Da sie vor Ausbruch des „Ersten Weltkrieges“ (1914-1918) den Pilotenschein erwarb, gehörte Else Haugk zu den 817 „Alten Adlern“ („Vereinigung der Pioniere der Deutschen Fliegerei“). Zudem war sie die letzte Pilotin, die vor dem Ausbruch des „Ersten Weltkrieges“ in Deutschland eine Pilotenlizenz erwarb. Während des Krieges waren keine zivilen Flüge mehr möglich.

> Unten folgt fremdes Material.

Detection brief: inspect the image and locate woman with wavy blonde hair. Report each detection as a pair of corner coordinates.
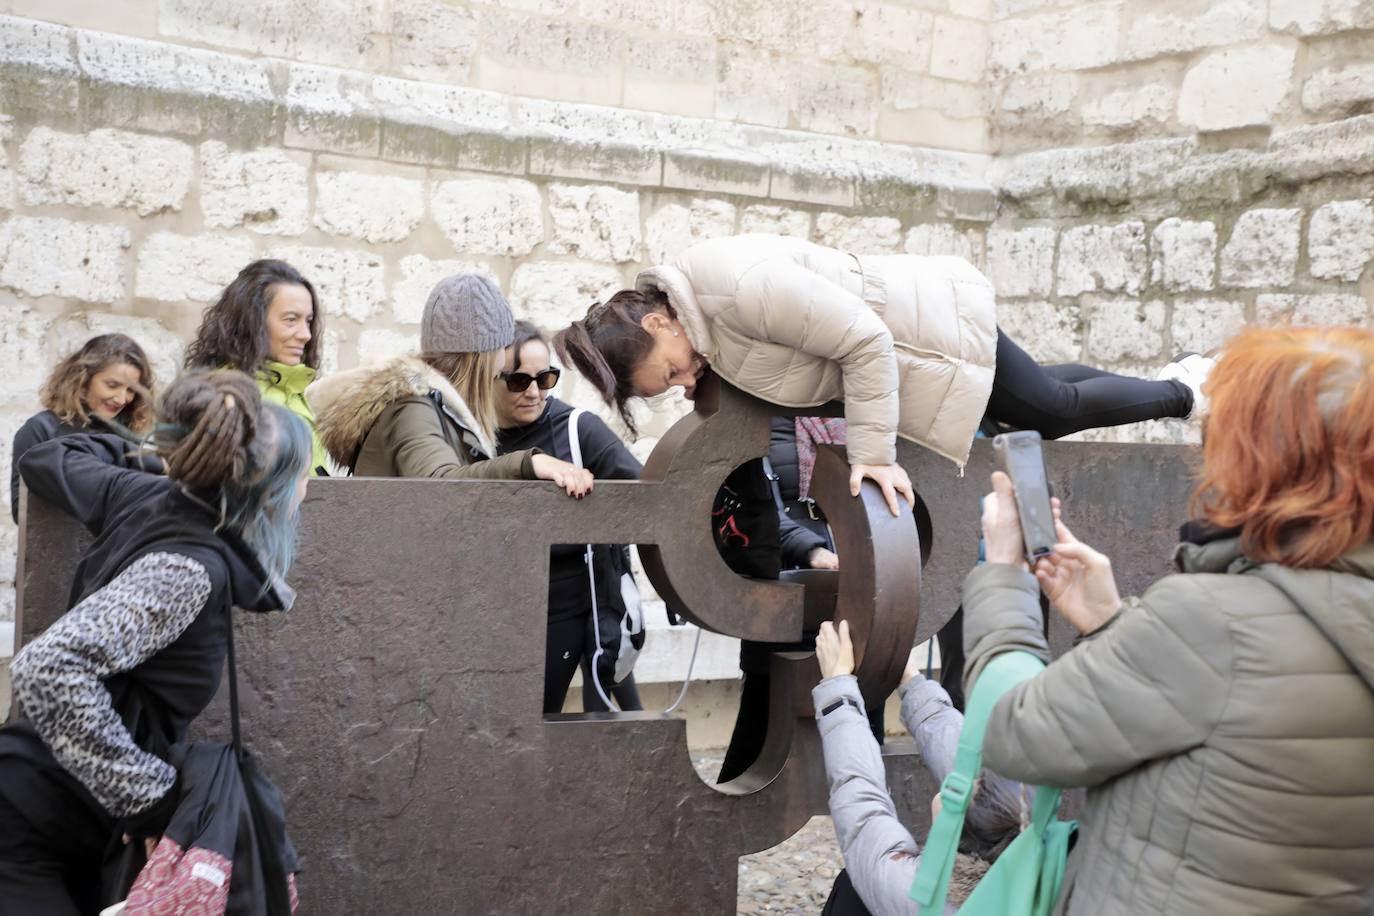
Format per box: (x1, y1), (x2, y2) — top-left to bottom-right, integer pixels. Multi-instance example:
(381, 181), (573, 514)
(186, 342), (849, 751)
(951, 324), (1374, 916)
(10, 333), (155, 522)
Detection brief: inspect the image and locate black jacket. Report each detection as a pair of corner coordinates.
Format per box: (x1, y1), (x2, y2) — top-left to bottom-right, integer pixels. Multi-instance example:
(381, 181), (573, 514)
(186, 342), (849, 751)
(10, 410), (164, 523)
(496, 398), (641, 622)
(768, 417), (829, 569)
(0, 434), (288, 839)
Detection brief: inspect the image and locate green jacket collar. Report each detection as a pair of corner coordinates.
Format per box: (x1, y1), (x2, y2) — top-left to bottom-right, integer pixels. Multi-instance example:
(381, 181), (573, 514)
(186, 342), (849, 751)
(257, 361), (317, 395)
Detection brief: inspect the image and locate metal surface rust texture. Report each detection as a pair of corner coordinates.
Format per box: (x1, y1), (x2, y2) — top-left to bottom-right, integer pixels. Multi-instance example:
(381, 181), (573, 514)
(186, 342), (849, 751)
(13, 376), (1200, 914)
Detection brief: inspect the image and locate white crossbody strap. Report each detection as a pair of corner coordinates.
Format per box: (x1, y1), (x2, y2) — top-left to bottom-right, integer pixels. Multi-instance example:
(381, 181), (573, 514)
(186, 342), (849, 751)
(567, 408), (586, 469)
(568, 409), (615, 709)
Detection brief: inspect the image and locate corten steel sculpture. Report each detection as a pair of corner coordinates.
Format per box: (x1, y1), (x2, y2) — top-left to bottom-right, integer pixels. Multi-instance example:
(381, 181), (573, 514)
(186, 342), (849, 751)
(14, 375), (1201, 914)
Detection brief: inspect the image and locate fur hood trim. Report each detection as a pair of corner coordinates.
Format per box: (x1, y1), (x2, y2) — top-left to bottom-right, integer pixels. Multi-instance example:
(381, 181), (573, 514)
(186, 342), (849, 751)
(310, 356), (496, 468)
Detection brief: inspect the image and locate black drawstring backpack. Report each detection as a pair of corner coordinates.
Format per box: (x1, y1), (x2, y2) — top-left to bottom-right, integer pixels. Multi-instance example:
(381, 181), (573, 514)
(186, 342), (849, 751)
(105, 604), (300, 915)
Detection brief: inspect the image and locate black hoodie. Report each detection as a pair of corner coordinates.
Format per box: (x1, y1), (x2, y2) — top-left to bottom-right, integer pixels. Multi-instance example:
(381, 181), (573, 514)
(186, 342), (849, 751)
(0, 434), (288, 840)
(496, 398), (641, 621)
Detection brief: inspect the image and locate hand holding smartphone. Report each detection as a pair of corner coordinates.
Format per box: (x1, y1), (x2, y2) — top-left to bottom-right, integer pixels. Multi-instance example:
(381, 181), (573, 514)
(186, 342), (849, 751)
(991, 431), (1057, 563)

Noch früher als Else Haugk hatten einige andere Frauen in Europa den Pilotenschein erworben: 1910 Hélène Dutrieu (1877-1961) in Belgien, 1911 Lidija Swerea (1890-1916) in Russland, 1911 Hilde Hewlett (1864-1943) in Großbritannien, 1911 Melli Beese (1886-1925), verheiratete Boutard, in Deutschland und 1913 Rosina Ferrario (1888-1959) in Italien. Ebenfalls 1914 wie Else Haugk wurde Lilly Steinschneider (1891-1975) erste Pilotin in Österreich-Ungarn.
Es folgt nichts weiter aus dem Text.